As television became saturated with discussion of the possible fallout of the court’s decision, PEMRA sprang into action on behalf of an agitated government. It issued a warning to all private TV networks that any sub judice matters related to the election were off-limits, to avoid what it termed “media trials.”
A few days after the warning from the regulators, activist lawyers and opposition party workers led a rally outside the Supreme Court. Under a hail of stones, Musharraf’s opponents demonstrated and scuffled with security forces on Constitution Avenue, obscured in a haze of tear gas. Dozens of TV reporters covered the rally, and when police began cutting camera wires, the journalists got swept up in the protest.
“Imagine if one of us shows up on air with a bruise tomorrow,” a TV anchor had asked me during that march in June. This time, the images left little to the imagination: police beating journalists with batons, well-known journalists with bleeding heads and broken bones being rushed off in ambulances. The provocation by police notwithstanding, the media had once again become part of a story they set out to cover.

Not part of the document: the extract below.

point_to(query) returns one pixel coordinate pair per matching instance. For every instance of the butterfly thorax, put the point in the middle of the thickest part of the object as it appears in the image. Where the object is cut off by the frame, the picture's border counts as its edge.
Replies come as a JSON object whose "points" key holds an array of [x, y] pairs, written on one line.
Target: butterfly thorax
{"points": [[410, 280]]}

It was another failure, but the story does not end there. Musharraf was reelected president in a controversial and largely boycotted legislative vote on October 6, after promising to relinquish his military position if he won. The more important general elections are in December and January, and will determine the makeup of parliament and the next prime minister. For the private broadcasters, it is a chance to shake off two distinct breakdowns in their mission—one in which they let the state bully them and another in which their hostility toward Musharraf got the better of them—and find that crucial balance between detached observer and force for social change.
“The Great Debate,” broadcast on GEO a few days before Musharraf was reelected, appeared to be a step in this direction. Because of the opposition boycott, there was only one candidate with a chance of winning, and it was essentially a debate between Musharraf’s supporters and his opponents. Tensions were running high in the studio. Hamid Mir co-hosted the first debate of its kind in Pakistan’s history, and millions watched as the panelists argued over issues ranging from the president’s personal character to the nature of economic growth in the country.
At one point, a government defense lawyer unleashed a rant against an opposition leader. A string of obscenities poured forth as the hosts lost control of the belligerent guests. The debate ended prematurely, before the audience got to ask questions.
GEO decided to air the show in its entirety, and Iftikhar Ahmad, Mir’s co-host, delivered an on-air commentary after the broadcast:
Ladies and gentlemen, I didn’t expect the debate to end like this. I thought the lessons of tolerance we give to others, we could practice ourselves. We had hoped that the Pakistani public could have learned that we all have the patience to learn each others’ points of view. Only then can we move forward as a nation .We hope that the role GEO is playing to move the country forward, to reform society, to create a tolerant, patient, and balanced society, a society that can understand each other and work together to solve their problems—I hope this role will continue.
Just like that, in the debate between Pervez Musharraf’s supporters and opponents, it was the broadcasters who scored an important victory. The politicians had embarrassed themselves, and the journalists managed to rise above it, to establish themselves as a fair voice of reason.